Equipment: “HLC-8120GPC” manufactured by Tosoh Corporation
Column: “TSKgel Super H1000 + H2000 + H3000” manufactured by Tosoh Corporation
Detector: Differential refractive index detector (RI detector / built-in)
Solvent: Tetrahydrofuran Temperature: 40 ° C
Flow rate: 0.5 mL / min Injection volume: 10 μL
Concentration: 0.2% by weight
Calibration sample: Monodisperse polystyrene Calibration method: Polystyrene conversion

[Component (B)]
In the following Examples and Comparative Examples, dipentaerythritol hexaacrylate (SP value 12.1) was used as the component (B).

[Component (C)]
In the following Examples and Comparative Examples, details of the compounds used as the component (C) are as follows. C-1 to C-6, c-3 and c-4 were synthesized, and c-1 and c-2 were used commercially.
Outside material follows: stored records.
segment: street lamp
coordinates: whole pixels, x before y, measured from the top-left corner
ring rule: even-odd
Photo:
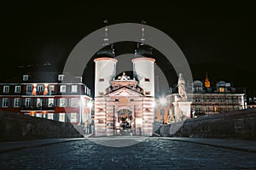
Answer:
[[[160,106],[161,106],[161,110],[160,110],[160,115],[162,116],[162,123],[164,124],[164,115],[165,115],[165,110],[163,109],[163,106],[165,106],[166,105],[166,98],[164,98],[164,97],[162,97],[162,98],[160,98]]]

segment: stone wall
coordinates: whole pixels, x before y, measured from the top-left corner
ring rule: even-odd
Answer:
[[[71,124],[0,111],[0,141],[78,137]]]
[[[156,133],[170,137],[256,139],[256,109],[161,125]]]

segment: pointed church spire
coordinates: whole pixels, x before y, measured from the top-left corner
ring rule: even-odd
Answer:
[[[141,45],[144,45],[145,41],[146,41],[146,38],[144,37],[144,31],[145,31],[144,25],[146,24],[146,21],[145,20],[142,20],[141,24],[142,24]]]
[[[104,42],[102,45],[105,47],[105,46],[109,45],[109,38],[108,38],[108,20],[106,19],[103,20],[103,23],[105,24],[105,37],[103,39]]]
[[[206,88],[210,88],[211,87],[211,82],[209,81],[207,73],[207,77],[206,77],[206,80],[205,80],[205,87]]]

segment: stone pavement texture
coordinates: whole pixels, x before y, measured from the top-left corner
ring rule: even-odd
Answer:
[[[126,147],[86,139],[0,143],[0,169],[256,169],[255,141],[160,137],[140,141]]]

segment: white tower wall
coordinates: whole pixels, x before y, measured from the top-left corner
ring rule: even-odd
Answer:
[[[138,85],[144,90],[144,94],[154,97],[155,60],[152,58],[137,58],[131,61],[133,63],[134,76],[137,77]]]
[[[110,82],[116,74],[117,60],[98,58],[94,60],[95,66],[95,97],[102,96],[110,86]]]

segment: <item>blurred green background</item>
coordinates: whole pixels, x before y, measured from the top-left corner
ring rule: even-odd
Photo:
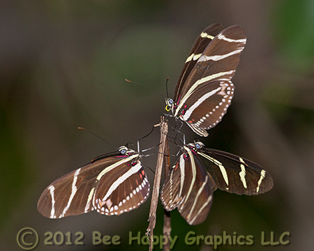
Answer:
[[[196,227],[175,211],[174,250],[214,250],[187,246],[184,238],[191,230],[254,236],[253,246],[219,250],[312,250],[314,1],[3,0],[0,13],[1,250],[20,250],[16,235],[25,227],[38,233],[37,250],[148,250],[129,245],[128,233],[145,233],[150,198],[118,217],[91,212],[59,220],[43,217],[37,201],[54,180],[114,151],[77,127],[117,147],[135,144],[159,122],[164,99],[124,79],[165,96],[169,77],[172,96],[195,39],[214,22],[242,26],[248,41],[233,79],[232,105],[202,140],[259,163],[274,186],[252,197],[215,192],[207,220]],[[192,141],[195,135],[184,128]],[[156,130],[141,148],[158,144],[158,137]],[[156,158],[144,164],[154,169]],[[152,185],[154,174],[147,172]],[[163,213],[159,205],[156,235],[162,234]],[[45,245],[45,233],[58,231],[82,231],[85,245]],[[93,231],[119,235],[121,244],[93,245]],[[290,244],[265,248],[262,231],[267,241],[271,231],[276,241],[290,231]]]

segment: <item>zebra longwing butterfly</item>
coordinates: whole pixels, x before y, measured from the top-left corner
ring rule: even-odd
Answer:
[[[231,79],[246,42],[241,26],[223,29],[214,24],[202,32],[178,78],[173,99],[166,99],[166,110],[203,137],[230,105],[234,90]]]
[[[149,183],[134,150],[99,156],[52,182],[39,198],[43,215],[61,218],[96,210],[107,215],[135,209],[149,195]]]
[[[237,195],[269,191],[273,179],[251,160],[219,150],[205,149],[200,142],[183,146],[183,153],[170,169],[161,190],[167,211],[177,208],[186,222],[203,222],[217,188]]]

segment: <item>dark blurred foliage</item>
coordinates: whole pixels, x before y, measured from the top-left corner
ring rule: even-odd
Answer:
[[[239,24],[248,43],[234,77],[232,105],[209,131],[206,146],[252,160],[271,174],[274,187],[259,196],[214,193],[206,222],[190,227],[172,213],[175,250],[214,250],[184,243],[198,235],[276,238],[276,250],[310,250],[314,235],[314,2],[275,1],[8,1],[0,3],[0,243],[17,250],[25,227],[40,235],[38,250],[148,250],[128,245],[129,231],[143,235],[149,201],[119,217],[96,212],[60,220],[36,209],[54,179],[148,133],[163,113],[164,98],[128,79],[172,96],[189,49],[207,25]],[[171,121],[172,124],[174,121]],[[195,137],[186,126],[190,142]],[[159,132],[141,142],[156,145]],[[172,148],[175,154],[178,149]],[[172,163],[175,158],[172,158]],[[156,155],[144,160],[154,168]],[[147,171],[151,181],[154,174]],[[162,234],[159,205],[155,234]],[[85,234],[83,246],[47,246],[44,234]],[[121,236],[118,246],[94,246],[91,233]],[[236,232],[236,234],[234,234]],[[156,248],[158,250],[158,248]]]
The abbreviations used below are as follows.
MEK: methyl ethyl ketone DT: dodecanethiol EA: ethyl acrylate (in the above formula (1), R ¹ is a hydrogen atom and R ² is an ethyl group)
BMA: butyl methacrylate (compound in which R ¹ is a methyl group and R ² is a butyl group in the formula (1))
HEA: hydroxyethyl acrylate (in the formula (1), R ¹ is a hydrogen atom and R ² is a hydroxyethyl group)
BA: butyl acrylate (in the above formula (1), R ¹ is a hydrogen atom and R ² is a butyl group)
LMA: Lauryl methacrylate (a compound in which R ¹ is a methyl group and R ² is a dodecyl group in the above formula (1))
HEMA: hydroxyethyl methacrylate (in the above formula (1), R ¹ is a methyl group, R ² is a hydroxyethyl group)
EHA: 2-ethylhexyl acrylate (compound in which R ¹ is a hydrogen atom and R ² is a 2-ethylhexyl group in the formula (1))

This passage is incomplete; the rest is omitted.